A further two prisoners were on restricted regimes due to discipline reasons.

Ms Fitzgerald said that, in 2013, the director general of the Irish Prison Service established a group to look at measures which could be introduced to reduce the number of inmates on restricted regimes with a view to ensuring that all receive, as a minimum standard, out- of-cell time of three hours per day to engage in exercise or activity.

“Since April 2015, prison governors have implemented individual case management plans for all prisoners who are accommodated on a 22- or 23-hour lock-up regime,” she added.

The Irish Penal Reform Trust (IPRT) regularly takes a census of the numbers of prisoners on restricted regimes. In the last count, taken in April, there were 259 inmates in a regime of which 253 were there at their own request — representing 6.9% of the prison population of 3,748 at that point. There were 43 prisoners on 22- and 23-hour lock-up. That constituted a decrease of 168, or 80%, on the number in lock-up for that long.

IPRT recently said that it acknowledged the difficult challenge for any prison service in balancing prisoner safety on one hand while, on the other, providing prisoners with a reasonable and humane regime.

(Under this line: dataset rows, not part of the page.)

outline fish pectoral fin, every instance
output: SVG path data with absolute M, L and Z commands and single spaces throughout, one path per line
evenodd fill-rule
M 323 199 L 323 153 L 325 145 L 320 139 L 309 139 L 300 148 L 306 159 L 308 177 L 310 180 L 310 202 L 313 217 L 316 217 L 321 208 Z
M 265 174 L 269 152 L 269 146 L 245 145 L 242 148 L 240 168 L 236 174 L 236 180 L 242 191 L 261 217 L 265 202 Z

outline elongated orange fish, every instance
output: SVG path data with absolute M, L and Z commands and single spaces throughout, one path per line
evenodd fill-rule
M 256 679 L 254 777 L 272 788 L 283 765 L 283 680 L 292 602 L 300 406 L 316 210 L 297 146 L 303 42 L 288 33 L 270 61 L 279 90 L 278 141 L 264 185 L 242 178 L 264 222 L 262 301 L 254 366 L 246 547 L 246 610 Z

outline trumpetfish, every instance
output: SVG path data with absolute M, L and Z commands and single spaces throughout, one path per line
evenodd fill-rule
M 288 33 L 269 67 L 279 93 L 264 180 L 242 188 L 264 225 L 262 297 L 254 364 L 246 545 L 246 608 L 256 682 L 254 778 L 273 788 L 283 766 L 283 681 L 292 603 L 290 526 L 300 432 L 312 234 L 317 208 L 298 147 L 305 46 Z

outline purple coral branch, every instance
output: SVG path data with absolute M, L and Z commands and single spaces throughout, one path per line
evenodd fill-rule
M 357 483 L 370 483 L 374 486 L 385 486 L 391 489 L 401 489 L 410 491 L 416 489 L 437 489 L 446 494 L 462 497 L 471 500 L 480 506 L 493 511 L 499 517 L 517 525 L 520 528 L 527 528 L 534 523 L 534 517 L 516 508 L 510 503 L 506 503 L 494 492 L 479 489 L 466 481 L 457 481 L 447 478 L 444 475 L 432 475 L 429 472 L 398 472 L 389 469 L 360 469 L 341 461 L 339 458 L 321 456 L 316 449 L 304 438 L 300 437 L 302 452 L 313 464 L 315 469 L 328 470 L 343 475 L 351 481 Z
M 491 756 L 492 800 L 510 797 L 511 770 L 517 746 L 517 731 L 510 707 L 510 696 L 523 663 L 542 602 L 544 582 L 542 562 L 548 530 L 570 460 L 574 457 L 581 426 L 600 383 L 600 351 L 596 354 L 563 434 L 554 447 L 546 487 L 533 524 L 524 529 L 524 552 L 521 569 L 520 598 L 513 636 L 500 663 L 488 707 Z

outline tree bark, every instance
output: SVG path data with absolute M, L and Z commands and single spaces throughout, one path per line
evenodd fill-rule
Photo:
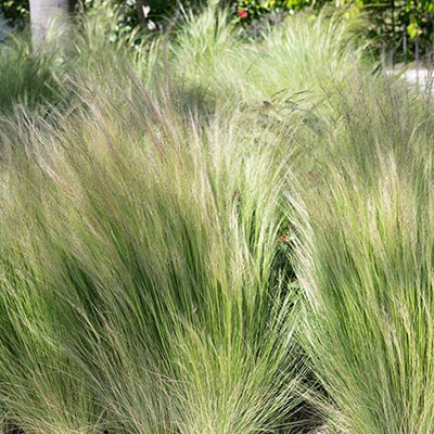
M 63 34 L 71 26 L 75 0 L 30 0 L 30 26 L 34 49 L 47 40 L 50 29 Z

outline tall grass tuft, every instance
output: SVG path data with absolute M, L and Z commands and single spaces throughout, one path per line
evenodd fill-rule
M 54 329 L 108 430 L 291 432 L 304 368 L 297 297 L 272 268 L 286 171 L 272 136 L 237 114 L 187 123 L 130 82 L 116 101 L 77 85 L 73 115 L 28 127 L 28 170 L 5 170 L 23 209 L 4 213 L 37 246 L 5 232 L 8 248 L 37 267 L 24 289 L 52 304 L 34 322 Z
M 371 81 L 341 104 L 328 182 L 293 202 L 305 347 L 340 432 L 429 433 L 432 101 Z

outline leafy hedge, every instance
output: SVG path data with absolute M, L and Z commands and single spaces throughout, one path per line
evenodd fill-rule
M 181 8 L 199 8 L 205 0 L 82 0 L 85 9 L 114 4 L 119 10 L 114 35 L 133 28 L 158 30 Z M 434 35 L 434 2 L 432 0 L 220 0 L 232 11 L 233 21 L 256 36 L 264 24 L 273 24 L 286 14 L 309 8 L 318 11 L 327 3 L 363 11 L 369 16 L 367 36 L 381 50 L 395 50 L 395 59 L 420 58 L 430 52 Z M 24 27 L 28 20 L 28 0 L 0 0 L 0 12 L 9 24 Z

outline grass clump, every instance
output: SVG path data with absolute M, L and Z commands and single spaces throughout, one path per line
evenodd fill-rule
M 339 153 L 326 164 L 321 200 L 311 190 L 306 207 L 295 205 L 305 345 L 339 430 L 429 433 L 431 101 L 387 86 L 362 89 L 353 94 L 357 105 L 344 104 L 332 143 Z M 396 129 L 388 132 L 392 119 Z

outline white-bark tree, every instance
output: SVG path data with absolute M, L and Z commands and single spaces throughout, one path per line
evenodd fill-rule
M 47 39 L 51 28 L 65 31 L 75 0 L 30 0 L 31 41 L 35 50 Z

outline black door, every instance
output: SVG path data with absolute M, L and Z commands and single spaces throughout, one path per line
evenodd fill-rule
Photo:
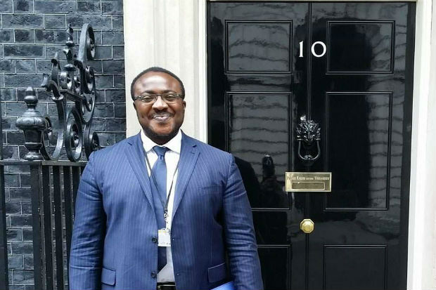
M 236 157 L 265 289 L 405 289 L 415 4 L 207 13 L 209 143 Z M 321 127 L 312 163 L 298 157 L 303 116 Z M 332 172 L 332 191 L 286 192 L 286 171 Z

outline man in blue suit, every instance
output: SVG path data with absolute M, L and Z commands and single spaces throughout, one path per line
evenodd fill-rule
M 94 152 L 82 176 L 70 289 L 262 289 L 233 157 L 181 132 L 185 92 L 172 72 L 149 68 L 131 93 L 141 131 Z

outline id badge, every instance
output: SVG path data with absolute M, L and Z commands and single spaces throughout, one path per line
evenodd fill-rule
M 160 229 L 158 231 L 158 246 L 171 246 L 171 235 L 169 229 Z

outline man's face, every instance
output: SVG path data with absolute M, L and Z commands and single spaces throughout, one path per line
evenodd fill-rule
M 148 72 L 136 80 L 134 85 L 134 96 L 144 93 L 181 94 L 180 83 L 164 72 Z M 185 115 L 186 103 L 181 99 L 167 104 L 160 96 L 153 104 L 146 105 L 139 100 L 134 103 L 139 124 L 146 135 L 159 145 L 162 145 L 177 134 Z

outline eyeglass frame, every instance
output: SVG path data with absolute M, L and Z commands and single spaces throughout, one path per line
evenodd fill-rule
M 177 102 L 177 100 L 179 99 L 183 100 L 185 98 L 184 95 L 182 95 L 181 93 L 147 93 L 143 95 L 134 97 L 133 100 L 135 101 L 136 100 L 139 100 L 139 101 L 141 101 L 141 103 L 143 103 L 146 105 L 153 105 L 155 103 L 156 103 L 156 101 L 158 100 L 158 95 L 160 95 L 160 98 L 162 99 L 162 100 L 167 104 L 174 104 Z M 169 102 L 166 100 L 167 96 L 169 96 L 169 95 L 174 95 L 174 97 L 176 97 L 173 102 Z M 144 98 L 144 97 L 153 97 L 154 100 L 150 103 L 147 103 L 143 99 L 141 99 L 141 98 Z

“However, when drawing this balance, it is IPRT’s position that the potential harm to prisoners’ mental health that can be caused by extended periods of isolation means that the practice of holding any category of prisoner on 23-hour lock-up must only ever be a temporary measure; that this cannot be a solution in itself to prisoner safety concerns; and that robust safeguards must be in place in relation to the use of such regimes.”